There's trouble on Treasure Island

Public anger and shareholder unease are threatening the time-honored tranquility of tax havens.

October 17, 2011 at 10:59PM
Advertisement

Under intense international pressure to lift banking secrecy, the first and biggest of the world's "tax havens" -- places that charge low or no taxes to foreigners -- is ceding some ground. In a deal signed on Oct. 6, Switzerland agreed to tax money held in its banks by British residents (it had already done a similar deal with Germany). These customers face a levy of up to 34 percent as well as a withholding tax, which starts in 2013.

That could bring the British treasury around $7.8 billion. But Nicholas Shaxson, author of "Treasure Islands," a book on offshore finance, calls it a "Swiss tax swizz": the country will in effect pay a fat fee to avoid revealing clients' names. That undermines efforts at the Organization for Economic Co-operation and Development, a Paris-based club of mostly rich countries, to set international standards on tax evasion.
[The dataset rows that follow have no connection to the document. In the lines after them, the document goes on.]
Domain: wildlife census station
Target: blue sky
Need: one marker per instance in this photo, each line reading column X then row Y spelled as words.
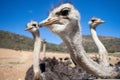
column 14, row 14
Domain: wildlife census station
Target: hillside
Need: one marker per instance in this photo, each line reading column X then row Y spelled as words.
column 18, row 42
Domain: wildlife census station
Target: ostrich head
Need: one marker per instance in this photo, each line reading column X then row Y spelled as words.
column 62, row 19
column 32, row 27
column 94, row 22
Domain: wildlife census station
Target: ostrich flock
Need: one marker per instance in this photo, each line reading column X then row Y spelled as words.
column 64, row 20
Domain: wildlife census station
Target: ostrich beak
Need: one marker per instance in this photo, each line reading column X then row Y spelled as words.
column 49, row 21
column 102, row 21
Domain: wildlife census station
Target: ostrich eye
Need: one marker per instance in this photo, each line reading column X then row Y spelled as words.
column 33, row 24
column 63, row 12
column 93, row 20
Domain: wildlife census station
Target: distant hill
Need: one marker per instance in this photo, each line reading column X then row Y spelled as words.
column 18, row 42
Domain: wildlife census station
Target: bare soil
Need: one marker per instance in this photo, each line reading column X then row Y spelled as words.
column 14, row 64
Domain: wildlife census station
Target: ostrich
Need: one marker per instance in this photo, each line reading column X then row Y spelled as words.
column 103, row 54
column 64, row 21
column 34, row 29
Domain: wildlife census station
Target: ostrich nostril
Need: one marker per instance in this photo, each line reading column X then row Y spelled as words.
column 33, row 24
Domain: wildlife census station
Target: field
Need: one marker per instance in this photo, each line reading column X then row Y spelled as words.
column 14, row 64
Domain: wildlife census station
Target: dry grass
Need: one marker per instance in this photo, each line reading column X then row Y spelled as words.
column 14, row 64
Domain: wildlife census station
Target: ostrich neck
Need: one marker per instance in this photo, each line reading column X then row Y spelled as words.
column 103, row 54
column 99, row 44
column 78, row 54
column 37, row 48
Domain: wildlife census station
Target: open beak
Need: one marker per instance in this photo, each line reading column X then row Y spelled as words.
column 102, row 21
column 49, row 21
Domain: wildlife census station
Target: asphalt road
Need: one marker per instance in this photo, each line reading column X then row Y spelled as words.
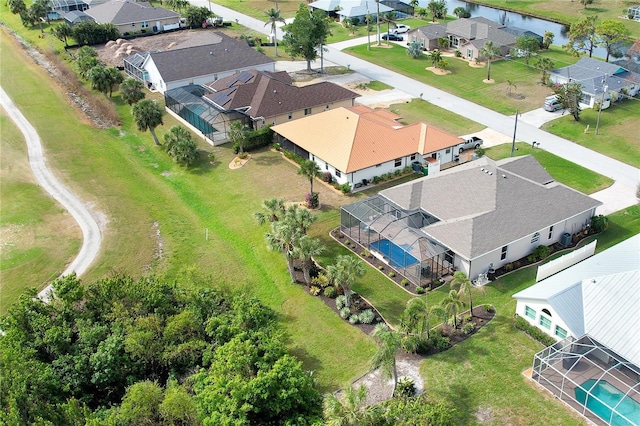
column 92, row 237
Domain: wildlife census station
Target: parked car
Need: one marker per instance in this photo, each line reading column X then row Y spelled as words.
column 400, row 29
column 473, row 142
column 392, row 37
column 552, row 103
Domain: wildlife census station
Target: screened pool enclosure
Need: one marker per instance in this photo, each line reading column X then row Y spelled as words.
column 595, row 381
column 394, row 235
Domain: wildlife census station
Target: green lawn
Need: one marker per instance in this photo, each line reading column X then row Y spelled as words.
column 38, row 236
column 485, row 370
column 466, row 81
column 564, row 171
column 561, row 11
column 614, row 139
column 157, row 216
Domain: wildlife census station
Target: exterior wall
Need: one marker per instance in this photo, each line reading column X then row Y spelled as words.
column 137, row 26
column 538, row 306
column 284, row 118
column 162, row 86
column 524, row 246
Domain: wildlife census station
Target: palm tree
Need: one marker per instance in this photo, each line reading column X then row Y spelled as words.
column 344, row 272
column 310, row 170
column 350, row 410
column 282, row 238
column 544, row 64
column 463, row 284
column 304, row 249
column 148, row 115
column 274, row 18
column 452, row 305
column 489, row 51
column 274, row 211
column 388, row 345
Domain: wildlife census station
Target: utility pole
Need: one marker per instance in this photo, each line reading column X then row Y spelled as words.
column 515, row 129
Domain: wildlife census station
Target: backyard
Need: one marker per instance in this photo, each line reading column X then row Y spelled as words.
column 158, row 214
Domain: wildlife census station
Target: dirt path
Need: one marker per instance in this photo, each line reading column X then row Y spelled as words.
column 92, row 237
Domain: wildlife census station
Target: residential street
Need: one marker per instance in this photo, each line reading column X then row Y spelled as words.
column 627, row 177
column 92, row 237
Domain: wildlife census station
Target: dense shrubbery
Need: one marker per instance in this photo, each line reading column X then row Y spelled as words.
column 535, row 332
column 121, row 351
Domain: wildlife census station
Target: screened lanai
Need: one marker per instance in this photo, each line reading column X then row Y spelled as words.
column 394, row 235
column 188, row 103
column 595, row 381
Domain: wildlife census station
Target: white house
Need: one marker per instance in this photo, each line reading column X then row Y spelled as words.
column 483, row 213
column 356, row 144
column 592, row 309
column 220, row 57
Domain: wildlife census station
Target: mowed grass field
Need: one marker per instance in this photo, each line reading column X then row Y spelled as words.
column 157, row 215
column 37, row 236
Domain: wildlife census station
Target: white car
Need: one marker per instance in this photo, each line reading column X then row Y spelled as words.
column 400, row 29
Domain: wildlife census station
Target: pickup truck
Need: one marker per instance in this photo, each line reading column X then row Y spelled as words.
column 400, row 29
column 469, row 143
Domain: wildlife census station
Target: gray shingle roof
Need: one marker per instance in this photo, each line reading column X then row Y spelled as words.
column 482, row 210
column 120, row 12
column 267, row 94
column 226, row 55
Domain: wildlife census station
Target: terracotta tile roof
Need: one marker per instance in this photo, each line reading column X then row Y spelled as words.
column 358, row 137
column 267, row 94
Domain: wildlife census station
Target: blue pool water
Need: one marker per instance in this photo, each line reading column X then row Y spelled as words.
column 608, row 397
column 398, row 258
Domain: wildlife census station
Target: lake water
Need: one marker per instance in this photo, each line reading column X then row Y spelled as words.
column 513, row 19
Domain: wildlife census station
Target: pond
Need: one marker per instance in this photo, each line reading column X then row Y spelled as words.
column 518, row 20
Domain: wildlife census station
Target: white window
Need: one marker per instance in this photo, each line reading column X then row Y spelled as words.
column 560, row 332
column 535, row 238
column 545, row 322
column 530, row 312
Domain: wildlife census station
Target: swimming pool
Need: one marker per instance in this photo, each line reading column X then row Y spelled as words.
column 608, row 397
column 398, row 258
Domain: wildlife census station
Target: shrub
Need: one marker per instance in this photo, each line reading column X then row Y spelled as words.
column 537, row 334
column 330, row 292
column 406, row 388
column 468, row 328
column 313, row 200
column 367, row 316
column 321, row 280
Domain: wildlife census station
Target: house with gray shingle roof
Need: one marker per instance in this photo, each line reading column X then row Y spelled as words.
column 484, row 214
column 270, row 98
column 599, row 80
column 468, row 35
column 132, row 17
column 220, row 57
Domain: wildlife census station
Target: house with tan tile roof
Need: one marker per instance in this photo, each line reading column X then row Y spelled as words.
column 356, row 144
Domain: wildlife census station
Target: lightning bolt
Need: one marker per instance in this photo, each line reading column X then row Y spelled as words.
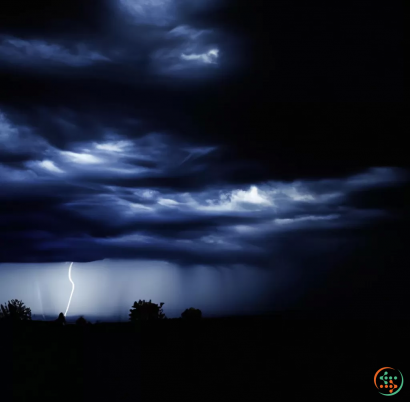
column 72, row 290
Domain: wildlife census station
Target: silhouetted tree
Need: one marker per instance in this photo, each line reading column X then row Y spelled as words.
column 192, row 314
column 60, row 320
column 81, row 321
column 15, row 310
column 144, row 310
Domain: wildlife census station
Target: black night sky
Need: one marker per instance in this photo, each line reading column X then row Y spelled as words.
column 241, row 157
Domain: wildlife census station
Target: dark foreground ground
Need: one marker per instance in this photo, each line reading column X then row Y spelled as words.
column 253, row 359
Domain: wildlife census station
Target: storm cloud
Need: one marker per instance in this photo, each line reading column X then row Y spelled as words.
column 160, row 130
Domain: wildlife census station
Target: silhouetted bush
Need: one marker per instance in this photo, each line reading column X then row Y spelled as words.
column 81, row 321
column 192, row 314
column 146, row 311
column 15, row 310
column 60, row 320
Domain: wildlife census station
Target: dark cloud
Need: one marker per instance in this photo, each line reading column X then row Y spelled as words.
column 202, row 133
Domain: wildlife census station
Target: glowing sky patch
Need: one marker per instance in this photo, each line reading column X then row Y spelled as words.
column 81, row 158
column 50, row 166
column 210, row 57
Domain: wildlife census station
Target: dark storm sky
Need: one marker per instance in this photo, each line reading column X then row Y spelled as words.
column 211, row 133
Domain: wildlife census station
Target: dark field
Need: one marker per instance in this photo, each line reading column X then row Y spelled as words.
column 253, row 359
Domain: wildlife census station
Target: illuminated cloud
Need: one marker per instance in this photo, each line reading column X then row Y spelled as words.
column 81, row 158
column 118, row 146
column 155, row 12
column 210, row 57
column 50, row 166
column 287, row 221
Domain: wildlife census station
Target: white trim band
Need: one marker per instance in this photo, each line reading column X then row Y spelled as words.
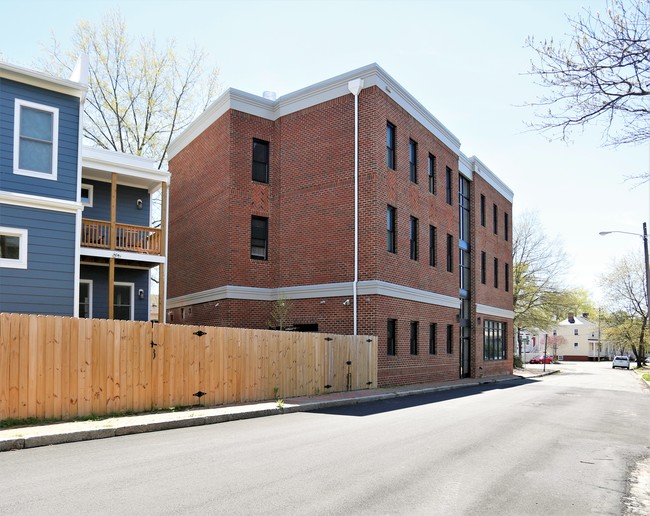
column 365, row 288
column 39, row 202
column 495, row 312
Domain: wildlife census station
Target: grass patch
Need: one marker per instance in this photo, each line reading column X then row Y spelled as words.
column 34, row 421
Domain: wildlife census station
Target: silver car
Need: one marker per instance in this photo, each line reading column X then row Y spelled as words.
column 621, row 361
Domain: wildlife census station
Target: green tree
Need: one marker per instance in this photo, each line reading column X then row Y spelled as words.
column 625, row 289
column 600, row 75
column 140, row 94
column 538, row 264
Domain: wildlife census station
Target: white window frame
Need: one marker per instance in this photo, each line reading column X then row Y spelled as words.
column 90, row 189
column 21, row 262
column 90, row 296
column 55, row 139
column 132, row 297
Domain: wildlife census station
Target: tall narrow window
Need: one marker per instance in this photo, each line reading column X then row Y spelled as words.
column 450, row 253
column 482, row 210
column 413, row 160
column 123, row 301
column 35, row 140
column 432, row 174
column 494, row 340
column 433, row 244
column 414, row 337
column 414, row 238
column 391, row 336
column 390, row 145
column 433, row 338
column 13, row 248
column 86, row 299
column 483, row 266
column 259, row 238
column 390, row 226
column 260, row 161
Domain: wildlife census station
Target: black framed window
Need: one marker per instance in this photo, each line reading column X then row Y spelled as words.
column 414, row 238
column 413, row 160
column 259, row 238
column 260, row 161
column 450, row 253
column 448, row 186
column 494, row 340
column 433, row 338
column 414, row 337
column 391, row 221
column 433, row 244
column 390, row 145
column 483, row 266
column 391, row 337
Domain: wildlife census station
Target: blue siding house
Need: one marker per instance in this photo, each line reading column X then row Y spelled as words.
column 77, row 235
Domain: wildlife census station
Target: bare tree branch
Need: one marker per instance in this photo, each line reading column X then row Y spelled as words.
column 141, row 95
column 602, row 75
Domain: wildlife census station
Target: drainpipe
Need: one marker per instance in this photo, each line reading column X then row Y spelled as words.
column 355, row 88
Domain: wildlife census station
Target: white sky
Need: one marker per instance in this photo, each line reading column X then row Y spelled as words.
column 464, row 60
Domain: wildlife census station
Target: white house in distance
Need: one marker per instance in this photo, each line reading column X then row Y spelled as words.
column 578, row 338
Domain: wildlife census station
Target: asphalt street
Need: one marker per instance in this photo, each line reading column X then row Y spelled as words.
column 563, row 444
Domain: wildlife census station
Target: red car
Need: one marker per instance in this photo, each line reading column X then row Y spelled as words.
column 541, row 360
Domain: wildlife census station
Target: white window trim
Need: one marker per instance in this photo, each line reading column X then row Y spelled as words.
column 55, row 140
column 21, row 262
column 90, row 297
column 131, row 296
column 90, row 188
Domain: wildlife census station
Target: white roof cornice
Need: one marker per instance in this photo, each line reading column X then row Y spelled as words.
column 100, row 163
column 372, row 75
column 42, row 80
column 482, row 170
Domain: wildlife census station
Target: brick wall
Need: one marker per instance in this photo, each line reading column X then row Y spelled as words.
column 310, row 205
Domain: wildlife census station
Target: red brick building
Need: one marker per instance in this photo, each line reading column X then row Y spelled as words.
column 262, row 207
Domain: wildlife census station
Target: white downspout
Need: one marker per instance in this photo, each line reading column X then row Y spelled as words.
column 355, row 87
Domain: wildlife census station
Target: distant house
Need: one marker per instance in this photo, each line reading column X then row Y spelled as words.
column 76, row 235
column 577, row 338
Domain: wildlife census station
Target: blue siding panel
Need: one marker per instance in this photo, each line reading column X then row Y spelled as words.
column 99, row 276
column 65, row 187
column 47, row 285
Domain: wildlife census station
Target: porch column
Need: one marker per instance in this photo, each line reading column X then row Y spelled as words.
column 111, row 262
column 162, row 269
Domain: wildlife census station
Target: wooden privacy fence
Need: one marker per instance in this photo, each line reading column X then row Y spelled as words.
column 63, row 367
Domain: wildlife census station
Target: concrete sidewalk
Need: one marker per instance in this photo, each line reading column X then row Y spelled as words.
column 18, row 438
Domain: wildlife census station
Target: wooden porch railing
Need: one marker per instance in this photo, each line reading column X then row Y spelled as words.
column 139, row 239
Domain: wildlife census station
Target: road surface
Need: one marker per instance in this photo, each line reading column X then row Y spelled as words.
column 564, row 444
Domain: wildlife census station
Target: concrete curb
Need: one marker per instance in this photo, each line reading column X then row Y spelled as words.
column 35, row 441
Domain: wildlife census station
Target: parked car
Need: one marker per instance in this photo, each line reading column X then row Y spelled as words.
column 621, row 361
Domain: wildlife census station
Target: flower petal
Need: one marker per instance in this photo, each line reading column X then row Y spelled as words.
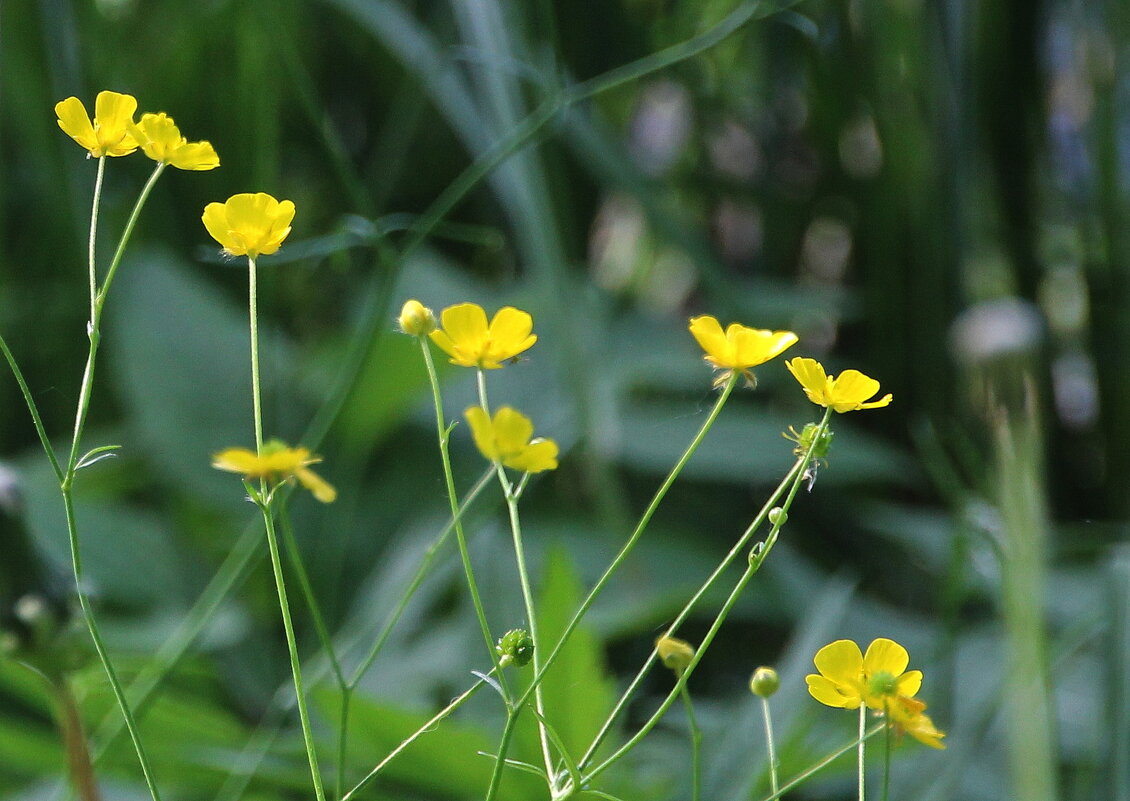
column 512, row 431
column 322, row 489
column 238, row 460
column 841, row 662
column 907, row 684
column 852, row 386
column 810, row 374
column 510, row 332
column 466, row 323
column 885, row 656
column 829, row 693
column 753, row 347
column 709, row 333
column 75, row 122
column 215, row 219
column 483, row 432
column 538, row 456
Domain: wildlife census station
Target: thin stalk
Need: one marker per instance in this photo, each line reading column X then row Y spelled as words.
column 422, row 571
column 339, row 780
column 507, row 734
column 696, row 739
column 443, row 433
column 128, row 231
column 793, row 480
column 36, row 420
column 255, row 390
column 805, row 775
column 70, row 725
column 323, row 634
column 293, row 649
column 435, row 719
column 100, row 645
column 771, row 746
column 886, row 759
column 626, row 549
column 523, row 579
column 735, row 551
column 92, row 264
column 307, row 591
column 67, row 480
column 862, row 729
column 417, row 580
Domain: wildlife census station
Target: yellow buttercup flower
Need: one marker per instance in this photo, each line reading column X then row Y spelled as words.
column 249, row 224
column 905, row 715
column 506, row 438
column 162, row 141
column 848, row 678
column 276, row 463
column 470, row 342
column 109, row 133
column 846, row 392
column 738, row 348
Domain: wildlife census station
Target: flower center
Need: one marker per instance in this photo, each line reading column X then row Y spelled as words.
column 881, row 684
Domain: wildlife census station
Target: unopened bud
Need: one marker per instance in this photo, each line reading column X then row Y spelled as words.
column 675, row 653
column 515, row 647
column 764, row 682
column 416, row 319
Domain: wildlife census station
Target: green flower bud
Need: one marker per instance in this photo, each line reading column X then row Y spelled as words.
column 515, row 646
column 416, row 319
column 675, row 653
column 807, row 438
column 764, row 682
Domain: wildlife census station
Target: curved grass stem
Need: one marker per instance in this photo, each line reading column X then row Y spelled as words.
column 789, row 487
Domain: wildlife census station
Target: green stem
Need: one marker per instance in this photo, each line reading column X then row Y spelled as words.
column 70, row 727
column 805, row 775
column 417, row 580
column 886, row 758
column 523, row 577
column 771, row 747
column 862, row 728
column 626, row 549
column 422, row 572
column 128, row 231
column 792, row 481
column 411, row 738
column 315, row 610
column 342, row 741
column 67, row 480
column 696, row 739
column 323, row 635
column 36, row 420
column 507, row 734
column 92, row 264
column 293, row 649
column 100, row 645
column 255, row 390
column 449, row 478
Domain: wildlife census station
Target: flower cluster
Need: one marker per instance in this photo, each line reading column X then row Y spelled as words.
column 113, row 132
column 878, row 680
column 466, row 336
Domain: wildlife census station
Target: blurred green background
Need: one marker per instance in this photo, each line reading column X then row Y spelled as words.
column 932, row 192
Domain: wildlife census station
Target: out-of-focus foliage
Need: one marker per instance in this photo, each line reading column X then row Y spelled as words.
column 932, row 193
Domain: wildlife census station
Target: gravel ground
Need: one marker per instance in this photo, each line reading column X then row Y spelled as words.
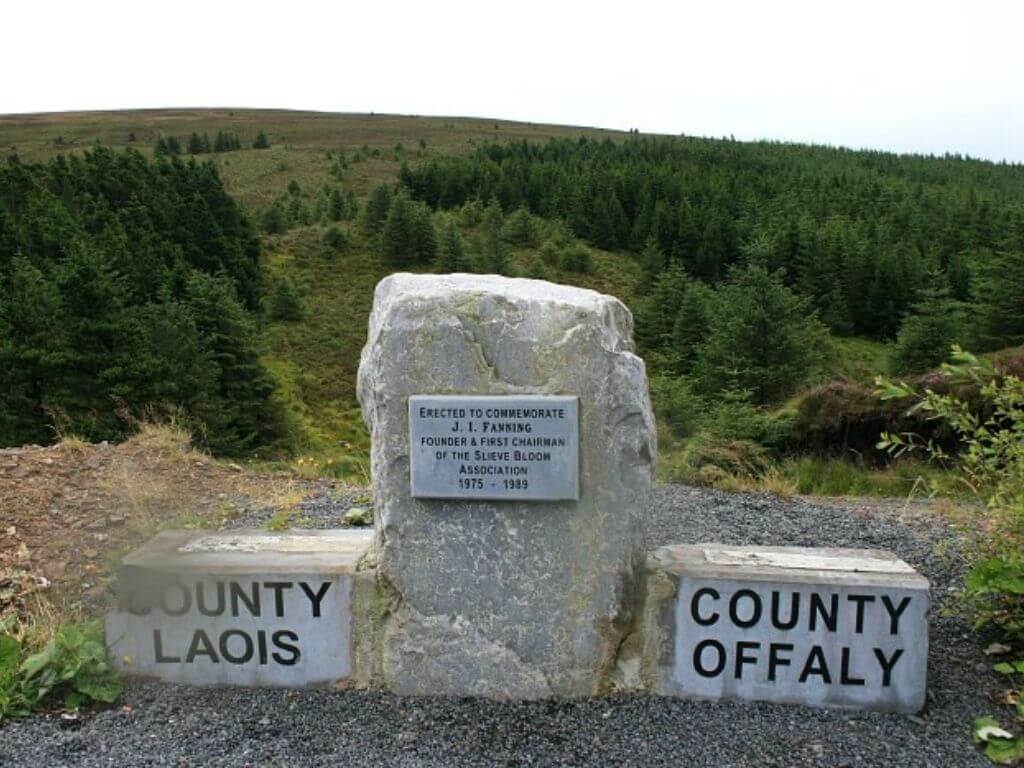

The fact that Switzerland did a deal at all reflects a changing climate for offshore finance, which has flourished for 50 years. Its defenders still have strong arguments to muster. The most controversial is the Swiss stance, which sees tax as a morally neutral battle of wits against the fiscal authorities: quite different from money-laundering or fraud. From that viewpoint, banking secrecy is a human right and states that try to overturn it are overreaching their powers.

Other less idealistic arguments abound. Some say that companies' legal duty to shareholders necessitates using offshore finance to reduce and simplify taxes; it is all the more important when regimes and rates differ wildly in the onshore world. Offshore jurisdictions also provide the tax and regulatory competition that keeps grasping governments and officials in check. Even if a company's profits are higher as a result of using a tax haven, that money will flow out and eventually be taxed, for example as dividends when it reaches shareholders.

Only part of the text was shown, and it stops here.